Model finds universal HIV PrEP not cost-effective for injection drug users
Money instead spent on issues related to injection drug use, such as naloxone therapy and detoxification programs, would not only prevent HIV infections but also save lives, an editorial noted.
HIV preexposure prophylaxis (PrEP) is currently too expensive to provide to all people in the U.S. who inject drugs, an economic model found.
To determine the cost and health benefits of implementing a national PrEP program for injection drug users, researchers developed an empirically calibrated dynamic compartmental model of the U.S. HIV population. The model considered programs of PrEP alone, PrEP with frequent screening, and PrEP with frequent screening and prompt treatment with antiretroviral therapy (ART) for those who become infected. All scenarios assumed 25% coverage.
The model considered infections averted, deaths averted, change in HIV prevalence, discounted costs (in 2015 U.S. dollars), discounted quality-adjusted life-years (QALYs), and incremental cost-effectiveness ratios. Results were published online April 25 by Annals of Internal Medicine.

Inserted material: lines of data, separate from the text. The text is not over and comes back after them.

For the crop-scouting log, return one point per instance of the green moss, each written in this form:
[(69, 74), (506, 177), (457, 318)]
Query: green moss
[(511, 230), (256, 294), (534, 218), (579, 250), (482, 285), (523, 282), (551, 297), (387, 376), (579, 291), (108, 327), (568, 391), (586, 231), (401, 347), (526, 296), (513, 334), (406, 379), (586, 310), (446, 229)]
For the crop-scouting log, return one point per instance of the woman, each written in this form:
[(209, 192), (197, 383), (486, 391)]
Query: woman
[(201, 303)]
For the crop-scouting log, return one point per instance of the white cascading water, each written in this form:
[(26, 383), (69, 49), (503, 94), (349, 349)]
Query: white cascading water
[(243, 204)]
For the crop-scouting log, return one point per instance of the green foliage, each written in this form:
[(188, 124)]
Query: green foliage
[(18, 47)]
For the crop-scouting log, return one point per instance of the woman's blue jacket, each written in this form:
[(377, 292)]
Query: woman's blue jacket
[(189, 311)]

Over 20 years, PrEP plus screening plus ART was more effective than the other strategies, averting 26,700 infections and reducing HIV prevalence among injection drug users by 14% compared to the status quo. Achieving these benefits costs $253,000/QALY gained. Researchers noted that, at current drug prices, total expenditures for this strategy could be as high as $44 billion over 20 years, which the authors noted equaled 10% of the current annual federal budget for domestic HIV/AIDS programs. The intervention would prevent about 21,500 new infections over 20 years, making it cost-prohibitive in both absolute terms and in cost per QALY gained, they wrote.
The author of an accompanying editorial said that even at lower drug prices, HIV PrEP for injection drug users may not be an efficient use of HIV prevention resources. Other problems related to injection drug use, such as overdoses, are far greater than the no-longer-deadly threat of HIV itself, according to the editorialist.
“What good is preventing HIV if we do not first save that life at HIV risk?” the editorial asked. “Investments in access to naloxone therapy, medical insurance, and detoxification programs, opioid agonist therapy, and needle exchange will serve not only to prevent HIV infections (in some cases, at incident-reduction efficacies of 56% to 64% higher than that of PrEP), they may simultaneously prove to be immediately life-saving.”